Join tables are often used to implement many-to-many relationships between tables. Join queries are not directly supported in PowerSync sync rules, and require some workarounds depending on the use case. This guide contains some recommended strategies.

Example

As an example, consider a social media application. The app has message boards. Each user can subscribe to boards, make posts, and comment on posts. Posts may also have one or more topics.

Full schema
create table users (
    id uuid not null default gen_random_uuid (),
    name text not null,
    last_activity timestamp with time zone,
    constraint users_pkey primary key (id)
);

create table boards (
    id uuid not null default gen_random_uuid (),
    name text not null,
    constraint boards_pkey primary key (id)
  );

create table posts (
    id uuid not null default gen_random_uuid (),
    board_id uuid not null,
    created_at timestamp with time zone not null default now(),
    author_id uuid not null,
    title text not null,
    body text not null,
    constraint posts_pkey primary key (id),
    constraint posts_author_id_fkey foreign key (author_id) references users (id),
    constraint posts_board_id_fkey foreign key (board_id) references boards (id)
  );

create table comments (
    id uuid not null default gen_random_uuid (),
    post_id uuid not null,
    created_at timestamp with time zone not null default now(),
    author_id uuid not null,
    body text not null,
    constraint comments_pkey primary key (id),
    constraint comments_author_id_fkey foreign key (author_id) references users (id),
    constraint comments_post_id_fkey foreign key (post_id) references posts (id)
  );
  
create table board_subscriptions (
    id uuid not null default gen_random_uuid (),
    user_id uuid not null,
    board_id uuid not null,
    constraint board_subscriptions_pkey primary key (id),
    constraint board_subscriptions_board_id_fkey foreign key (board_id) references boards (id),
    constraint board_subscriptions_user_id_fkey foreign key (user_id) references users (id)
  );

create table topics (
    id uuid not null default gen_random_uuid (),
    label text not null
  );

create table post_topics (
    id uuid not null default gen_random_uuid (),
    board_id uuid not null,
    post_id uuid not null,
    topic_id uuid not null,
    constraint post_topics_pkey primary key (id),
    constraint post_topics_board_id_fkey foreign key (board_id) references boards (id),
    constraint post_topics_post_id_fkey foreign key (post_id) references posts (id),
    constraint post_topics_topic_id_fkey foreign key (topic_id) references topics (id)
  );

Many to many: Bucket parameters

For this app, we generally want to sync all posts in boards that users have subscribed to. To simplify these examples, we assume a user has to be subscribed to a board to post.

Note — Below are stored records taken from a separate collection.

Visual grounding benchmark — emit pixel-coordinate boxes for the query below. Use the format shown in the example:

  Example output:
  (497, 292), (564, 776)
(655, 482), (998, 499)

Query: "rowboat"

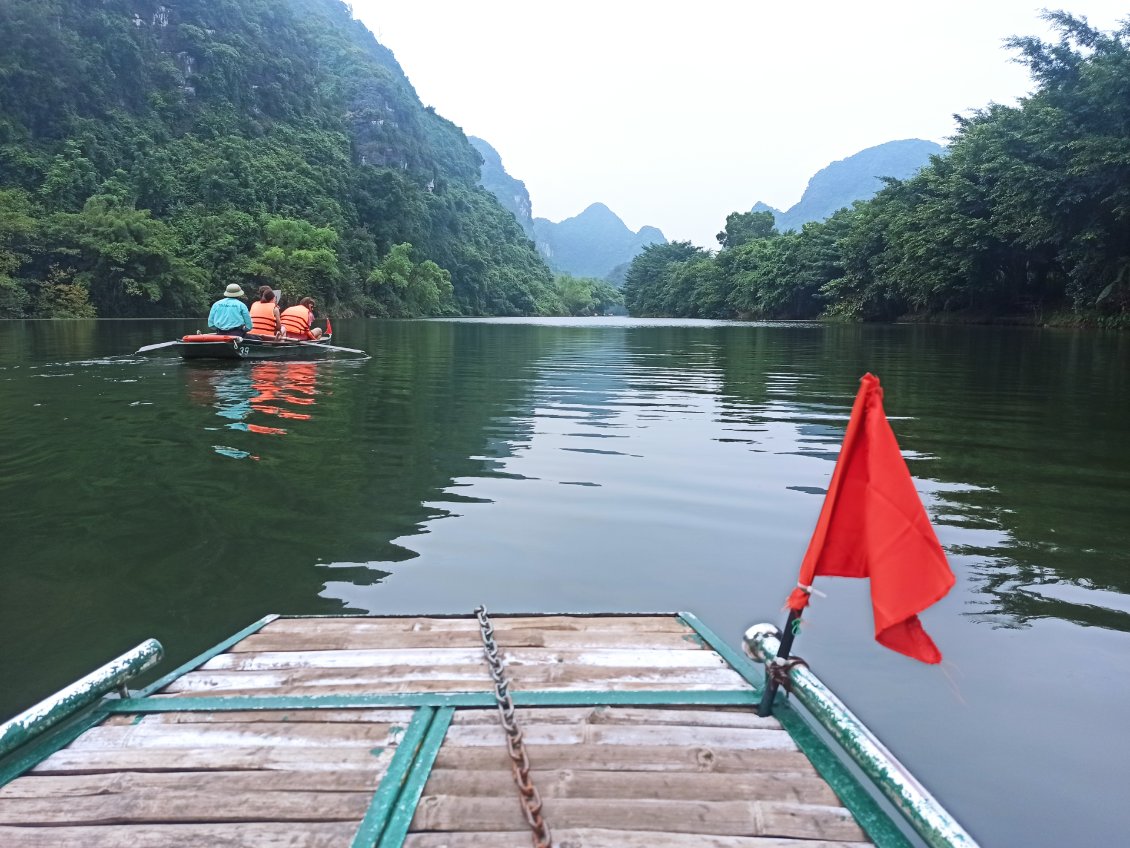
(137, 331), (367, 360)
(0, 607), (975, 848)
(173, 334), (338, 360)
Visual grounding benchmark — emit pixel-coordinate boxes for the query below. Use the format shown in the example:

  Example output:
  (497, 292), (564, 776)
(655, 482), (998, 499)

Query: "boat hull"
(176, 336), (332, 360)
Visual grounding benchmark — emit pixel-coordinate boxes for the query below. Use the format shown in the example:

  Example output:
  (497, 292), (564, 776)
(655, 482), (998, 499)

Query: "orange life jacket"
(251, 301), (278, 336)
(280, 304), (314, 338)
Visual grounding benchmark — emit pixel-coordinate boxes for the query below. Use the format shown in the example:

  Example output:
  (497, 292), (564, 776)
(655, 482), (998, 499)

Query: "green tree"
(249, 218), (340, 303)
(366, 243), (454, 318)
(716, 211), (777, 249)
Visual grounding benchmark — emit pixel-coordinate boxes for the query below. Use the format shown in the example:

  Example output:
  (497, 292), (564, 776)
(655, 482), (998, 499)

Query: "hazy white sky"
(351, 0), (1130, 248)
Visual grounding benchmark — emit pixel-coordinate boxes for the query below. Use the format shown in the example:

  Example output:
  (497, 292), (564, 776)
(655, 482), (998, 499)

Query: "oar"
(298, 341), (368, 356)
(137, 339), (181, 353)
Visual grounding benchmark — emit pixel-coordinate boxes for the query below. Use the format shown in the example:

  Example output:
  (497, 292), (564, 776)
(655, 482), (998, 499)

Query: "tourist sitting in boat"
(208, 283), (252, 336)
(279, 297), (322, 340)
(250, 286), (283, 338)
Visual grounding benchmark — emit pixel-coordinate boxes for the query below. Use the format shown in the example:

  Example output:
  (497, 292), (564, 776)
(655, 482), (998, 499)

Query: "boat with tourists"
(137, 319), (367, 360)
(0, 607), (975, 848)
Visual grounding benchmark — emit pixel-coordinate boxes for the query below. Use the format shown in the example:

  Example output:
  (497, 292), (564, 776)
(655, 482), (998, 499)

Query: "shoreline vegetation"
(0, 0), (1130, 328)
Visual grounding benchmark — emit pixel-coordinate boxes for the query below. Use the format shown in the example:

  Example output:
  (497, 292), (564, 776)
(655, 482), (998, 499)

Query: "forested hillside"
(624, 12), (1130, 326)
(0, 0), (563, 317)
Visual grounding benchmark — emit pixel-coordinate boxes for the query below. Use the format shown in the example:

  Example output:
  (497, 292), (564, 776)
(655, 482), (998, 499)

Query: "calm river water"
(0, 319), (1130, 847)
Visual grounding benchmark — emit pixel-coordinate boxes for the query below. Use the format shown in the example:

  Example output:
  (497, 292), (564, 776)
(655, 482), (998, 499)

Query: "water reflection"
(185, 362), (319, 459)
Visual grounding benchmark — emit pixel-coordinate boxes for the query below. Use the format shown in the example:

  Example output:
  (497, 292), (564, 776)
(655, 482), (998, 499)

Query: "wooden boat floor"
(0, 615), (868, 848)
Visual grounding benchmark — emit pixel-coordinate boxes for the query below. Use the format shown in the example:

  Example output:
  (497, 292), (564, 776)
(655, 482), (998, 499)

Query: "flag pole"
(757, 609), (802, 718)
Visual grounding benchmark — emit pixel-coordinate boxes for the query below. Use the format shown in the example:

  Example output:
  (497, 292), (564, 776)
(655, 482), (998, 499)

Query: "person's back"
(279, 297), (322, 339)
(250, 286), (283, 338)
(208, 283), (252, 336)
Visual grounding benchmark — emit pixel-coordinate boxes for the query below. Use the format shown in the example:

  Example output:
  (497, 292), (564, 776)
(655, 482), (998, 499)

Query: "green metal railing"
(0, 639), (165, 756)
(744, 624), (977, 848)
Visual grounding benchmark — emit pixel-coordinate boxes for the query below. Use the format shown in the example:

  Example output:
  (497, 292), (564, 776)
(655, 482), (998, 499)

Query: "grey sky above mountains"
(351, 0), (1130, 248)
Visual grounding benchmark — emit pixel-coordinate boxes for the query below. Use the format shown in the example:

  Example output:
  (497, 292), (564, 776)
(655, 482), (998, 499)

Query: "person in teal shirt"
(208, 283), (251, 336)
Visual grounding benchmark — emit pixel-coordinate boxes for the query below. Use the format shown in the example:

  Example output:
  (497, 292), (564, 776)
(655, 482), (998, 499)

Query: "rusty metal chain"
(475, 606), (553, 848)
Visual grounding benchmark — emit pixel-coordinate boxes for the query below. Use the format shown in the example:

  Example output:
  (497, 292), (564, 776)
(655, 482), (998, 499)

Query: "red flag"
(788, 374), (954, 663)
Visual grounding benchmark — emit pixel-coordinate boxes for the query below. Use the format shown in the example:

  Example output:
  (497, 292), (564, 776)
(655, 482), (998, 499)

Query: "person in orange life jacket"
(279, 297), (322, 339)
(208, 283), (251, 336)
(251, 286), (283, 338)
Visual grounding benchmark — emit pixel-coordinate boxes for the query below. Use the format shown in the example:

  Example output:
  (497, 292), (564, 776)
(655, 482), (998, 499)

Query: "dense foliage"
(624, 12), (1130, 325)
(0, 0), (564, 317)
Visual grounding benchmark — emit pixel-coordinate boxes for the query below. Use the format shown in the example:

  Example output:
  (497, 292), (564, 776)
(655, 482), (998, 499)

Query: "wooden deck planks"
(411, 789), (866, 842)
(0, 822), (357, 848)
(405, 828), (870, 848)
(409, 707), (866, 846)
(0, 615), (864, 848)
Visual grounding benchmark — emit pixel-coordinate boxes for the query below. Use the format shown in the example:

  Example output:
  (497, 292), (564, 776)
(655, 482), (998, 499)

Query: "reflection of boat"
(174, 334), (345, 360)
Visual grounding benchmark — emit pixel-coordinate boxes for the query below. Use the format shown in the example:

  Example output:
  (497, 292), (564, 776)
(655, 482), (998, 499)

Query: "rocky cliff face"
(751, 138), (946, 233)
(468, 136), (534, 241)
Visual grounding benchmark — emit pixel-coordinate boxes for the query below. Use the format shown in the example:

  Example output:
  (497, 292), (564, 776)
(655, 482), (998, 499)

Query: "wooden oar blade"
(302, 341), (368, 356)
(137, 339), (181, 353)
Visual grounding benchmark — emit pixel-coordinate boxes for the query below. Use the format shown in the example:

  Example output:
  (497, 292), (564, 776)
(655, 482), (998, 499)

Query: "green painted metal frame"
(773, 698), (913, 848)
(103, 689), (760, 715)
(138, 614), (279, 698)
(679, 613), (911, 848)
(0, 615), (279, 786)
(353, 707), (435, 848)
(0, 704), (106, 787)
(379, 707), (455, 848)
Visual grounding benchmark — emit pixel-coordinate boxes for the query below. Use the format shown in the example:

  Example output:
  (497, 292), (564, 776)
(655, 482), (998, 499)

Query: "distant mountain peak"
(751, 138), (946, 233)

Boards make a nice grouping of data for sync rules: We sync the boards that a user has subscribed to, and the same board data is synced to all users subscribed to that board.

The relationship between users and boards is a many-to-many, specified via the board_subscriptions table.

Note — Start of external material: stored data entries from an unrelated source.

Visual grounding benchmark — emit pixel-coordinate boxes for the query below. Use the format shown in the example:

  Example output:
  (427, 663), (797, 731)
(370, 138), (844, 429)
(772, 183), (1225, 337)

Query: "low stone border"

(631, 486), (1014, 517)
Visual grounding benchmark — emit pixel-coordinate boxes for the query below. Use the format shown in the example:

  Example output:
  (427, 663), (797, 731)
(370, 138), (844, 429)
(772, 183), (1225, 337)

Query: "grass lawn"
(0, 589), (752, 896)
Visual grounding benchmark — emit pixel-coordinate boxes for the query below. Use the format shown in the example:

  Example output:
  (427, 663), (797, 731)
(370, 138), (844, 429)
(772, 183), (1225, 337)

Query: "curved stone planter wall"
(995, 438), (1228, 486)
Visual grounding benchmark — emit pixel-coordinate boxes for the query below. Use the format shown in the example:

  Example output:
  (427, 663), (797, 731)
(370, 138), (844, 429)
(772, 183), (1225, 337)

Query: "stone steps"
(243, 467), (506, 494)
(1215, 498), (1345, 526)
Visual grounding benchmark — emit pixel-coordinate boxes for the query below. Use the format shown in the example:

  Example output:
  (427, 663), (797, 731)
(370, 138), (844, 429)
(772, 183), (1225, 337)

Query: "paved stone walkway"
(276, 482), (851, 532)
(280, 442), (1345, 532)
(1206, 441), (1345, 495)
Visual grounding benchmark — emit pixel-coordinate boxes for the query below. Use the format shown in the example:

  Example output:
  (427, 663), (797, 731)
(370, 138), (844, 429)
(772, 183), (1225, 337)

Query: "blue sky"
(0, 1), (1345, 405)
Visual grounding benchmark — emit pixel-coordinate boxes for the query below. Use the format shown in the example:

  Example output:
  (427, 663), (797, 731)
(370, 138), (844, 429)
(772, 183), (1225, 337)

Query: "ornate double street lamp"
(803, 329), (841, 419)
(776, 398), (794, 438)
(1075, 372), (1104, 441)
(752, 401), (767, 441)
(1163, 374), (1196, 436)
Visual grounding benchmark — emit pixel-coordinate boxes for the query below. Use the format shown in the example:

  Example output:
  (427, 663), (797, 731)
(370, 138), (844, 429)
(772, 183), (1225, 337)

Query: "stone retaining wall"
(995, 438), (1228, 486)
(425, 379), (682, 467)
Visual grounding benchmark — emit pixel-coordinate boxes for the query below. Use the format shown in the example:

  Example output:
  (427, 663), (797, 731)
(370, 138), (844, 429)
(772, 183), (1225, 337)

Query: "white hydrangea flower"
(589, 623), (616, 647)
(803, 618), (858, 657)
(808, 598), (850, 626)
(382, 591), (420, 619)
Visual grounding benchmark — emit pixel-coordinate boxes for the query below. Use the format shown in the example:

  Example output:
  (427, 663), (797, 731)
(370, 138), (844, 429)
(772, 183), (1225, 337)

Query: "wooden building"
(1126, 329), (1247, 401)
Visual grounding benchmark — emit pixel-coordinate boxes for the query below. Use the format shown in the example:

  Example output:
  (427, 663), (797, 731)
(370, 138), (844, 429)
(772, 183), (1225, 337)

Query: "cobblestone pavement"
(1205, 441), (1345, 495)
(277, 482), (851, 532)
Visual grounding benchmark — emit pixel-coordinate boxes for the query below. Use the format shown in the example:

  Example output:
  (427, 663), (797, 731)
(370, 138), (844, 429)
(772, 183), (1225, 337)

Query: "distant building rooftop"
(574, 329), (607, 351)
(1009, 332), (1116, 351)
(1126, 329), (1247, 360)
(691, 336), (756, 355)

To start with, we definite a bucket and sync the posts. The parameter query is defined using the board_subscriptions table:

  board_data:
    parameters: select board_id from board_subscriptions where user_id = token_parameters.user_id
    data:
      - select * from posts where board_id = bucket.board_id

Avoiding joins in data queries: Denormalize relationships (comments)

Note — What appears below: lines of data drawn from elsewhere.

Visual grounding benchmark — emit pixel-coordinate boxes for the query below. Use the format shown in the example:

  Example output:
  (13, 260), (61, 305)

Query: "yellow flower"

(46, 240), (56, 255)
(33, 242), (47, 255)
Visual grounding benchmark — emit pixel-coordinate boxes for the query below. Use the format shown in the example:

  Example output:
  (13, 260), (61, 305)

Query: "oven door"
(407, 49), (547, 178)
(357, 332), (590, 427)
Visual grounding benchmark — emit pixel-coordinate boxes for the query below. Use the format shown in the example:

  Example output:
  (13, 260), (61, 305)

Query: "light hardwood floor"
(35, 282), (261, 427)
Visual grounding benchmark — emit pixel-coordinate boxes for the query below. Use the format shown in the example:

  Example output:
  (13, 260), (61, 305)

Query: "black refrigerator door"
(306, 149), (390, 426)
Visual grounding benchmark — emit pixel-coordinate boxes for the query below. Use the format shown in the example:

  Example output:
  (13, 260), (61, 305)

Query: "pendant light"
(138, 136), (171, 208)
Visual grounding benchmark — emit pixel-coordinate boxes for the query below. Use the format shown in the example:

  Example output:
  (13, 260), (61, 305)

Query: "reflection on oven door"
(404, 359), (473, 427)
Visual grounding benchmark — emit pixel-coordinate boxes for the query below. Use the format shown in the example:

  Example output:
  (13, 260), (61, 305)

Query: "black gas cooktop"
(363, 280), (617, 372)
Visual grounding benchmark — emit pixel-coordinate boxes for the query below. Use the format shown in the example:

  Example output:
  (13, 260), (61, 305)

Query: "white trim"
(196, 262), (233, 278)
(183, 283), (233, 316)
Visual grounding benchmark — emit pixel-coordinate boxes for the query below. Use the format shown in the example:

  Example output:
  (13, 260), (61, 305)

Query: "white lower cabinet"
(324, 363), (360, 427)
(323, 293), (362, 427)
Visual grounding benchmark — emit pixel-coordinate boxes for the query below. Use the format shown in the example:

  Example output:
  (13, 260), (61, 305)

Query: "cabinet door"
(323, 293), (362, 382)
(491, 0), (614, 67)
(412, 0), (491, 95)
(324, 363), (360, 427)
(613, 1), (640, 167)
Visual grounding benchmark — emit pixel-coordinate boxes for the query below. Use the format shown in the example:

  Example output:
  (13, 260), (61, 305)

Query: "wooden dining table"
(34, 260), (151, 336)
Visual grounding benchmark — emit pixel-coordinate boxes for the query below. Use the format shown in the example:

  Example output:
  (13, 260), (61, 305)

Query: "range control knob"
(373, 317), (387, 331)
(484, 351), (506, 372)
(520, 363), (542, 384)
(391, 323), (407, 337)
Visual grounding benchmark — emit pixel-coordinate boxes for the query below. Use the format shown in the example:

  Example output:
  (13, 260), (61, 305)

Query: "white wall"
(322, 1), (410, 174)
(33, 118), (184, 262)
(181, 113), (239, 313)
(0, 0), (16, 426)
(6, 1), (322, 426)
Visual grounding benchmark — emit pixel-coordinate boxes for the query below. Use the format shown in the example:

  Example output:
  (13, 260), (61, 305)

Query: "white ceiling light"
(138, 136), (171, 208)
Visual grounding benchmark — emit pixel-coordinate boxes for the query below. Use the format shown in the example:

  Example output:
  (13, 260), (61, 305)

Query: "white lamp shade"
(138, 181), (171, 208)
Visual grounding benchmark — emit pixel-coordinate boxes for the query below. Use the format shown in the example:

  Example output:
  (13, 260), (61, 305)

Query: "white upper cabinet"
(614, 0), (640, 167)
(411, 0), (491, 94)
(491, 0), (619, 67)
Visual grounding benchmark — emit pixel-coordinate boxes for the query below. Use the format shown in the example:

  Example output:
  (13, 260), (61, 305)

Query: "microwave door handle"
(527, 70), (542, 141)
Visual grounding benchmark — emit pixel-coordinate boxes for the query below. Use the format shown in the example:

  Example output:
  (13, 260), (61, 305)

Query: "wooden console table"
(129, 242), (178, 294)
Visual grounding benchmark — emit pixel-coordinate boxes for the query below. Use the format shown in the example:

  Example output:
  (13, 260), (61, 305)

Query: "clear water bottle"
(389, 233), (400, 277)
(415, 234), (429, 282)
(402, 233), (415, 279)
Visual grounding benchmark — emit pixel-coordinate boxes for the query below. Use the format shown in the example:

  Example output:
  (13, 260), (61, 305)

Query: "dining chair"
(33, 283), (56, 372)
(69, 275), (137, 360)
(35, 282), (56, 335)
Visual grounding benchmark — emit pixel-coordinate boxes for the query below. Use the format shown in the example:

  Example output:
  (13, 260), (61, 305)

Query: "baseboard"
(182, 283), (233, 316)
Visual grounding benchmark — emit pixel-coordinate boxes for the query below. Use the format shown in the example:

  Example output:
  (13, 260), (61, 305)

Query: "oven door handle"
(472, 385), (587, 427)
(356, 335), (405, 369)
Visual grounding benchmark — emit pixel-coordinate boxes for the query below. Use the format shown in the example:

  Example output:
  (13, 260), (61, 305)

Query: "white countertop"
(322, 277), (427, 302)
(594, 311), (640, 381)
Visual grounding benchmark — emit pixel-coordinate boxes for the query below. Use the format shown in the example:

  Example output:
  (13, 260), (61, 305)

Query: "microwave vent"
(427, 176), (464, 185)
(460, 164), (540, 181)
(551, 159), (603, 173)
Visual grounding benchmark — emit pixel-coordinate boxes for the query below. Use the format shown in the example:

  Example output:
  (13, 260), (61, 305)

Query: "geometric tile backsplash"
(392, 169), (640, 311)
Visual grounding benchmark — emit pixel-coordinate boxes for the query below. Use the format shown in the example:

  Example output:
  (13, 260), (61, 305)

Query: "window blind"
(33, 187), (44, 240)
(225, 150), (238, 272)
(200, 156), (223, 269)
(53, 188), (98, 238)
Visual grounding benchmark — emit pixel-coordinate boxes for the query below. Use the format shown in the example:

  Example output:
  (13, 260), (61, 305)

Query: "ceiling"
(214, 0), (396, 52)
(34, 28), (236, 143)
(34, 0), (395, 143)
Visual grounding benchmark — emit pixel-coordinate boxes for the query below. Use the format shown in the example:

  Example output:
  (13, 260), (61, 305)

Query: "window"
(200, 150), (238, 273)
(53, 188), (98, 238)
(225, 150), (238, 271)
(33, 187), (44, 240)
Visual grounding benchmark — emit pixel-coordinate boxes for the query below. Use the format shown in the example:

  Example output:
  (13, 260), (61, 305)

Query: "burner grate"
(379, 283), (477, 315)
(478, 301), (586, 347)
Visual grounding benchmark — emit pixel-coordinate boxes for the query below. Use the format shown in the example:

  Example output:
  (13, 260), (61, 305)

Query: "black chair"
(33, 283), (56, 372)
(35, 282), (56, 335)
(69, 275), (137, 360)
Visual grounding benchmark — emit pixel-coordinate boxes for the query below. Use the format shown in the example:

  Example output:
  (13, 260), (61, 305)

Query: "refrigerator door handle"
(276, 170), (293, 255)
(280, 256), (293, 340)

Next, we also want to sync comments for those boards. There is a one-to-many relationship between boards and comments, via the posts table. This means conceptually we can add comments to the same board bucket. With general SQL, the query could be:

select comments.* from comments join posts on posts.id = comments.post_id where board_id = bucket.board_id

Unfortunately, joins are not supported in sync rules. Instead, we denormalize the data to add a direct foreign key relationship between comments and boards:

alter table comments add column board_id uuid;
alter table comments add constraint comments_board_id_fkey foreign key (board_id) references boards (id);

Now we can add it to the bucket definition:

  board_data:
    parameters: select board_id from board_subscriptions where user_id = token_parameters.user_id
    data:
      - select * from posts where board_id = bucket.board_id
      # Add comments:
      - select * from comments where board_id = bucket.board_id

Now we want to sync topics of posts. In this case we added board_id from the start, so post_topics is simple:

  board_data:
    parameters: select board_id from board_subscriptions where user_id = token_parameters.user_id
    data:
      - select * from posts where board_id = bucket.board_id
      - select * from comments where board_id = bucket.board_id
      # Add post_topics:
      - select * from post_topics where board_id = bucket.board_id

Many-to-many strategy: Sync everything (topics)

Now we need access to sync the topics for all posts synced to the device. There is a many-to-many relationship between posts and topics, and by extension boards to topics. This means there is no simple direct way to partition topics into buckets — the same topics be used on any number of boards.

If the topics table is limited in size (say 1,000 or less), the simplest solution is to just sync all topics:

  global_topics:
    data:
      - select * from topics where board_id = bucket.board_id

Many-to-many strategy: Denormalize data (topics, user names)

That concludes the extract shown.